Este mes de noviembre que hemos empezado celebrando las festividades de Todos los Santos y de los Fieles Difuntos es un tiempo muy adecuado para que el cristiano reflexione sobre lo que se ha venido en llamar los novísimos, es decir, lo último en el orden de las cosas, que para el cristiano son cuatro realidades ineludibles con las que se ha de enfrentar al final de su vida: muerte, juicio, infierno y gloria.
Todos sabemos que nos hemos de morir. La muerte nos llegará algún día, pero nadie sabe exactamente cuándo. Nuestra fe nos dice que enseguida después de la muerte, cada persona será objeto de un juicio particular que, examinada toda su vida pasada, acabará con una sentencia inapelable con dos únicas alternativas: el infierno o la gloria.

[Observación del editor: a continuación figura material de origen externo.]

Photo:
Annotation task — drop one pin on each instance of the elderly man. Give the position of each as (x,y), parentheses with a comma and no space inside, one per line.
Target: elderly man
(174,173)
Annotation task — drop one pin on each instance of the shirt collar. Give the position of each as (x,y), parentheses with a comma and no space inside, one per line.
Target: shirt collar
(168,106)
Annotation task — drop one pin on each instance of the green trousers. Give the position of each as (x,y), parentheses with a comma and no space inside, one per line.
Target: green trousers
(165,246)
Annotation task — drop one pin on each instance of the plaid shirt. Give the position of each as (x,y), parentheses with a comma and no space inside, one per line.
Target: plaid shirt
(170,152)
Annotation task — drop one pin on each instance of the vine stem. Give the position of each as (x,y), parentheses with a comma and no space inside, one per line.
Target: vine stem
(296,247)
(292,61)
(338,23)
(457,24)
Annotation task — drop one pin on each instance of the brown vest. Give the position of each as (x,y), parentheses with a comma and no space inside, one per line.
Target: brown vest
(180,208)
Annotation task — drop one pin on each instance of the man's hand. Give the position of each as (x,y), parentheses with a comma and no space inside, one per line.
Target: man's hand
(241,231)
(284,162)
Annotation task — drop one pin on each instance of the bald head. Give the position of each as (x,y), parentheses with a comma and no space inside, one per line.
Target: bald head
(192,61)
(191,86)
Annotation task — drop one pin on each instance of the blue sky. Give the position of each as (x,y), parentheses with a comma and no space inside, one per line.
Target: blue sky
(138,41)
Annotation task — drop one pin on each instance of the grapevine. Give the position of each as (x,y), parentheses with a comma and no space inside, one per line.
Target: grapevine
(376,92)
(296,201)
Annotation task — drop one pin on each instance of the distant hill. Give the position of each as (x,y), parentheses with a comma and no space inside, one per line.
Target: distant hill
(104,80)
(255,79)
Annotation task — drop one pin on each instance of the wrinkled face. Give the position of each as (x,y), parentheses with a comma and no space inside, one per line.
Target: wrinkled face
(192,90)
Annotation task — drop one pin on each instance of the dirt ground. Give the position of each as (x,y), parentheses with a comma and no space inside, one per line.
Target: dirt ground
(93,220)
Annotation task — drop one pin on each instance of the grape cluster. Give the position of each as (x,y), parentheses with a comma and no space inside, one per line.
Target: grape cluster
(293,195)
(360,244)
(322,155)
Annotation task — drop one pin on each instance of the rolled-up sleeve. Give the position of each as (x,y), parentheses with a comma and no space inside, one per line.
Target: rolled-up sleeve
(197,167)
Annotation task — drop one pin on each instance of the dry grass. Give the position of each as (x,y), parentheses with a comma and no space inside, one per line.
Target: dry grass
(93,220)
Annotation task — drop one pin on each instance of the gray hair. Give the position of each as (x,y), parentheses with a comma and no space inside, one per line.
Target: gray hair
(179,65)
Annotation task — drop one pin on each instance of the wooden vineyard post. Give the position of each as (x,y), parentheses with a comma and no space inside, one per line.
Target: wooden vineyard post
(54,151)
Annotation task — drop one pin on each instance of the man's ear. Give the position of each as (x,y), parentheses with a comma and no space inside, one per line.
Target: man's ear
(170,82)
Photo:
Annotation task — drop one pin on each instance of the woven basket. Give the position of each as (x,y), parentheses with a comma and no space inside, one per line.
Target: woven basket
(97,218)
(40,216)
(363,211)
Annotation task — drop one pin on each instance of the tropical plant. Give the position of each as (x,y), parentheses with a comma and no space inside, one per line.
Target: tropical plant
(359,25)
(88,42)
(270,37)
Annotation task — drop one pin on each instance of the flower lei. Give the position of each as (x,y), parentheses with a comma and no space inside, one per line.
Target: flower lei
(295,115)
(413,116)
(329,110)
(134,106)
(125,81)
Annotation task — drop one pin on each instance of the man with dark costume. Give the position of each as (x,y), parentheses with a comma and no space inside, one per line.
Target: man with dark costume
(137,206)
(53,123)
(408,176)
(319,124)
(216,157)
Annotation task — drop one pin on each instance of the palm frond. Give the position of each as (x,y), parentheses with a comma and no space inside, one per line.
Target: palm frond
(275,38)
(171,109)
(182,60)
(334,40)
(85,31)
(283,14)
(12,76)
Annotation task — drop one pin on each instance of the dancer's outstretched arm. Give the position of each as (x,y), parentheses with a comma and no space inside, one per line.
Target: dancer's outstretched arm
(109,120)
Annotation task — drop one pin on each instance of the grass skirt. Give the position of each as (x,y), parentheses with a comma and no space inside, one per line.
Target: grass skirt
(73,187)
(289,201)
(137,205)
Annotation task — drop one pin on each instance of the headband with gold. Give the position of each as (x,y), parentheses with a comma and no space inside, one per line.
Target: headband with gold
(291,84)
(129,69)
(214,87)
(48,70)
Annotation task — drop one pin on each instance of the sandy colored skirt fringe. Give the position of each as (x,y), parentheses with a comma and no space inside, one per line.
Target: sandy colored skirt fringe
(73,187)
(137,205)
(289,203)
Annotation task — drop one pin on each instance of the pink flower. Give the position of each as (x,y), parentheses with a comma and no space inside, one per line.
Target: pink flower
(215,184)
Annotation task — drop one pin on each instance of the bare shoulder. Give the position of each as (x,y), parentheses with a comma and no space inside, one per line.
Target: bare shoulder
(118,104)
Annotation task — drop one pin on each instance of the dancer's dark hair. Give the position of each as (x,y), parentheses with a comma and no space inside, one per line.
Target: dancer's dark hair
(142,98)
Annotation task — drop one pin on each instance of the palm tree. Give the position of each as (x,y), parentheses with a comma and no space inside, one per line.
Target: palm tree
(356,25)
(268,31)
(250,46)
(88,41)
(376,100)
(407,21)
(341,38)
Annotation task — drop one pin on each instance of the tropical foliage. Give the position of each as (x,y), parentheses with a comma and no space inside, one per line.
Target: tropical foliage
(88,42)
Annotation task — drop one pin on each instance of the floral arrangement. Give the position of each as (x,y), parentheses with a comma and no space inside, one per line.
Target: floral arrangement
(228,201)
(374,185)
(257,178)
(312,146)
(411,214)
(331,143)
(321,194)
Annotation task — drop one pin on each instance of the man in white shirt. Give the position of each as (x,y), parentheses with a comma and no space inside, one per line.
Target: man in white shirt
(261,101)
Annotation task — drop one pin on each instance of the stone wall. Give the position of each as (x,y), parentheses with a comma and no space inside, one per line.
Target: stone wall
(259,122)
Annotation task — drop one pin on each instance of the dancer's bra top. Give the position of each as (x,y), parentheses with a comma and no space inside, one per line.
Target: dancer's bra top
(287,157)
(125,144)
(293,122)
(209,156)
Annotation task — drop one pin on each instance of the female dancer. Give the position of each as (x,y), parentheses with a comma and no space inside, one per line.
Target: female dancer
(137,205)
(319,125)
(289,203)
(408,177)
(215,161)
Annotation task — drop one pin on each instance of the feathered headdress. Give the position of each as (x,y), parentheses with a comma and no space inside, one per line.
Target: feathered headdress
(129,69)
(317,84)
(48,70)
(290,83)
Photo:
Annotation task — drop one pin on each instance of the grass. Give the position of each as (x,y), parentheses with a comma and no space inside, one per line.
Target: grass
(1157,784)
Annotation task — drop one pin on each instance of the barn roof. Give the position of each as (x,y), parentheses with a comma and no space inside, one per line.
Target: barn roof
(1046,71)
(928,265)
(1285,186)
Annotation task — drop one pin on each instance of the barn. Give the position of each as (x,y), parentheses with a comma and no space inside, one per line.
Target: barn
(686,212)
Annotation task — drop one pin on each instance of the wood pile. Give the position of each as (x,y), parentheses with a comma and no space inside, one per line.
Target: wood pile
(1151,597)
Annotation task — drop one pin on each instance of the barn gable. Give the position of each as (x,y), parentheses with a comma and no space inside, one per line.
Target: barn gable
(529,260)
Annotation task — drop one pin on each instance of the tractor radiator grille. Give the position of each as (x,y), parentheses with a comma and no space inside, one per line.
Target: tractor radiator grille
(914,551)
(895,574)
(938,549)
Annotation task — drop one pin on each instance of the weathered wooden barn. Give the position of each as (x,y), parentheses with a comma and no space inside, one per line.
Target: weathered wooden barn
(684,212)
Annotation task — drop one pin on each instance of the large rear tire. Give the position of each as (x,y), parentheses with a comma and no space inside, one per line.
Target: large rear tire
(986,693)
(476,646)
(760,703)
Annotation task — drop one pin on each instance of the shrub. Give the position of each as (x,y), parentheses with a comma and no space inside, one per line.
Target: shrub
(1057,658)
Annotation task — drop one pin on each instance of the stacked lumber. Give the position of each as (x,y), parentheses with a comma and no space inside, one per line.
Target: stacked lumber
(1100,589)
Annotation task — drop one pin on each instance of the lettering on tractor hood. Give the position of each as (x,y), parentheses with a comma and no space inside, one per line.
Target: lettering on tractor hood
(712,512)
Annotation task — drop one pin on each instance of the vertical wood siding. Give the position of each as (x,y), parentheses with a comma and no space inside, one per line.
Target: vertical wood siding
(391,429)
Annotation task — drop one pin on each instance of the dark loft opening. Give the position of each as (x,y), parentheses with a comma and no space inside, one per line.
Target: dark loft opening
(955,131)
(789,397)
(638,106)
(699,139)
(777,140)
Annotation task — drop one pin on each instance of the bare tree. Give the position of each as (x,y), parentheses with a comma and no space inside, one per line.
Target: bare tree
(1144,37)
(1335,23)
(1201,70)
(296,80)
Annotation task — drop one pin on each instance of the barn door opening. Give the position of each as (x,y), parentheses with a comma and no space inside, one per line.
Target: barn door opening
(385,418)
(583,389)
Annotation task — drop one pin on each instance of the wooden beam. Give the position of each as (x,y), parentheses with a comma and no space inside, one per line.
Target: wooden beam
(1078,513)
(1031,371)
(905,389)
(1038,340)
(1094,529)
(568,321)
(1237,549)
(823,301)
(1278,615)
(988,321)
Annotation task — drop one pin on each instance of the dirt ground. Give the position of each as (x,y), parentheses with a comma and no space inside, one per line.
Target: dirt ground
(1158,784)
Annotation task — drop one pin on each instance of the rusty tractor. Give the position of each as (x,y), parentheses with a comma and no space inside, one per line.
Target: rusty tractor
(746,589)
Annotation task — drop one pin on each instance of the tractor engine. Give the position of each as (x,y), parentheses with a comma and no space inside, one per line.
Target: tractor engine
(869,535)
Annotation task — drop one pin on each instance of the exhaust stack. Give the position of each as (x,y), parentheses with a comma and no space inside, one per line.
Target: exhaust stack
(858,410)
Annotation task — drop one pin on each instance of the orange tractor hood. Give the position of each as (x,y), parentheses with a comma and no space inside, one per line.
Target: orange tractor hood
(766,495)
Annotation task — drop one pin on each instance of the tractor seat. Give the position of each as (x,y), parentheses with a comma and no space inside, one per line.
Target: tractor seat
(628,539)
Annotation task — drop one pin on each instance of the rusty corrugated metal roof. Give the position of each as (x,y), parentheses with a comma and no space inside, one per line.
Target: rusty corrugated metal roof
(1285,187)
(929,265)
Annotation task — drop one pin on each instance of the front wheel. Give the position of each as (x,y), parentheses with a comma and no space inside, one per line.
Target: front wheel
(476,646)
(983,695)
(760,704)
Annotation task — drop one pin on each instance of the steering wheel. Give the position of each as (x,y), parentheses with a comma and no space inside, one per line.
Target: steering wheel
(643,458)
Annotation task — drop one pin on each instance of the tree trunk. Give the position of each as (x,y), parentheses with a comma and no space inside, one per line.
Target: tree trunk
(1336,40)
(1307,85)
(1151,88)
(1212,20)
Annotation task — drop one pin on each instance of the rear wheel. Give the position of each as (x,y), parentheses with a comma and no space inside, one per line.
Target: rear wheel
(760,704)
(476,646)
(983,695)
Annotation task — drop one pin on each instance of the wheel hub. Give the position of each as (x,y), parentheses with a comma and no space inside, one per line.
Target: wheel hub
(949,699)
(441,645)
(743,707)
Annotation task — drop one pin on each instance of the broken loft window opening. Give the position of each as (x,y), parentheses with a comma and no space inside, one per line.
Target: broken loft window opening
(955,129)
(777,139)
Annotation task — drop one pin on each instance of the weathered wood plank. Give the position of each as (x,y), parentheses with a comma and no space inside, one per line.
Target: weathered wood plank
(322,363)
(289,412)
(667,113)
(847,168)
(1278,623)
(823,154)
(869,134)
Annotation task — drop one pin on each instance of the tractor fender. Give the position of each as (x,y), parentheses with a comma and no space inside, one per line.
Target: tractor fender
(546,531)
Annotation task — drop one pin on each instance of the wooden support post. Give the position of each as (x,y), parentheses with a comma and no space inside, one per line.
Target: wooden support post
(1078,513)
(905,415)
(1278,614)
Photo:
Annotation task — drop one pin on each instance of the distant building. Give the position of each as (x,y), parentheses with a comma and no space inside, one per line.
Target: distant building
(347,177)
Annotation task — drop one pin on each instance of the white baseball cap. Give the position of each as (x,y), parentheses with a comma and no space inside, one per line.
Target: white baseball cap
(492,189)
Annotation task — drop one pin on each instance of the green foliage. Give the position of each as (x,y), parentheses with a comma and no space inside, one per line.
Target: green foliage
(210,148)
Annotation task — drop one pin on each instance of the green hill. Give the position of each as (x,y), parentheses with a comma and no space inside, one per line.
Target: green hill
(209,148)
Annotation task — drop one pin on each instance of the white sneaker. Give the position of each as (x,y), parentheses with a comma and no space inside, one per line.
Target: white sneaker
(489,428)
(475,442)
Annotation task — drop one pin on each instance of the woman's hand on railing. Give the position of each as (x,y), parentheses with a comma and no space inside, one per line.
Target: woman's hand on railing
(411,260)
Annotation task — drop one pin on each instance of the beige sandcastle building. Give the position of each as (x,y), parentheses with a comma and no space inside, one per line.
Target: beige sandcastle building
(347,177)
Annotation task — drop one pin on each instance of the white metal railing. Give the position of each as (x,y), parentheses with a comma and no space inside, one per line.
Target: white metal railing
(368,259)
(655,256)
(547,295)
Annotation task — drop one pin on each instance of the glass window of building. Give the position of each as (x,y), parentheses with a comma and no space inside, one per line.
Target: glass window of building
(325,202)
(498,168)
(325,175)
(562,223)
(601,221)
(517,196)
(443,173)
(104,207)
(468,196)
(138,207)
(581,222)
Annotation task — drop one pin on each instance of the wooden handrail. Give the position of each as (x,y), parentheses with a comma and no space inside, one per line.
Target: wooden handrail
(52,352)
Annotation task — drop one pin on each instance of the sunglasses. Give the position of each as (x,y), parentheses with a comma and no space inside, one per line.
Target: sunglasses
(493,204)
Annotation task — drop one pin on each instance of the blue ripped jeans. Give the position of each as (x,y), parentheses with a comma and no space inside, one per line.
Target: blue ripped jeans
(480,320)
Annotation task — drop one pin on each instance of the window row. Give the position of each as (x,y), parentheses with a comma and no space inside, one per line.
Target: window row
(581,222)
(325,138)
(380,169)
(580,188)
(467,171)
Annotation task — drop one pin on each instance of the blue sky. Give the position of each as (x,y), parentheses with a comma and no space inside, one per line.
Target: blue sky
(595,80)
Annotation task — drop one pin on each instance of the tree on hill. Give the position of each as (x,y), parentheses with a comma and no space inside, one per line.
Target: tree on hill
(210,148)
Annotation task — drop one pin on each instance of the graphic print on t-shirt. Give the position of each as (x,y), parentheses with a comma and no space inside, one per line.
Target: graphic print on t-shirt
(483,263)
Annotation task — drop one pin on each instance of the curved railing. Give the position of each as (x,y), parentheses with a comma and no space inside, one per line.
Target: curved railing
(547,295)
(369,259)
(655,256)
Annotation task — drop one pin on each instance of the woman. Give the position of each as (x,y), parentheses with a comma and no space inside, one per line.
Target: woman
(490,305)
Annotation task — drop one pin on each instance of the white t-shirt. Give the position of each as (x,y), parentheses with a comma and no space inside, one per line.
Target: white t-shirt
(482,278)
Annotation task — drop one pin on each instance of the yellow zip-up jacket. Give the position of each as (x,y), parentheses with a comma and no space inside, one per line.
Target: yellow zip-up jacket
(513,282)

La gloria que representa el triunfo, el haber alcanzado el fin de nuestra vida, el gozar del amor de Dios, sentirnos amados por Él y corresponderle con nuestro amor, resultando de ello nuestra felicidad perfecta y eterna. El infierno, todo lo contrario, la ausencia de Dios y del amor y la presencia continua y para siempre de la envidia y el odio.
Esta perspectiva ha de servirnos de estímulo para nuestra vida y nos ha de llenar de esperanza y alegría. Porque al haber sido creados a imagen y semejanza de Dios, hemos de llevar una vida de acuerdo con esa semejanza divina. Redimidos por Cristo y hechos hijos de Dios, el mismo Cristo nos ha dado las pautas -en el sermón de la montaña y las bienaventuranzas- para vivir una vida coherente con nuestra naturaleza redimida.
Quiere que seamos austeros, desprendidos y generosos. Que no pongamos nuestra seguridad en las riquezas. Que sepamos convivir con los demás, soportando sus defectos y no escandalizarse por ellos. Amar por igual a todos, no reaccionar con ira. Tratar y corregir con mansedumbre. Saber compartir el sufrimiento ajeno, llorar con los que lloran, socorriendo al otro en su dolor. Ofrecer el dolor como prueba de amor.
Tener hambre y set de justicia para que todos puedan ver satisfechas sus necesidades primarias. Dar, ayudar y servir a los que lo necesitan, sabiendo comprender y perdonar. «Haz con los demás lo que quieres que los demás hagan contigo». «Sed misericordiosos como vuestro Padre celestial es misericordioso. No juzguéis y no seréis juzgados. No condenéis y no seréis condenados, perdonad y seréis perdonados, dad y se os dará».
Mantener el corazón limpio de malas intenciones y de todo lo que va contra el amor. Dios ve lo que hay dentro de cada hombre. Del corazón salen las decisiones del obrar. Trabajar por la paz, en la familia, entre amigos, en la sociedad, entre las naciones. Ser sembradores de paz, buscando soluciones que unan, sabiendo transigir, con amplitud de mente y magnanimidad. No tener miedo a ser mal vistos por llevar una vida de acuerdo con todos estos principios, ni a ser discriminados, incomprendidos o perseguidos por vivirlos y defenderlos.
Vivir así es estar disponibles con la luz encendida, como las cinco vírgenes prudentes, esperando la llegada del esposo para entrar con él a la celebración de las bodas. La muerte, de este modo, no es más que la puerta que nos facilita la entrada a la gloria del cielo.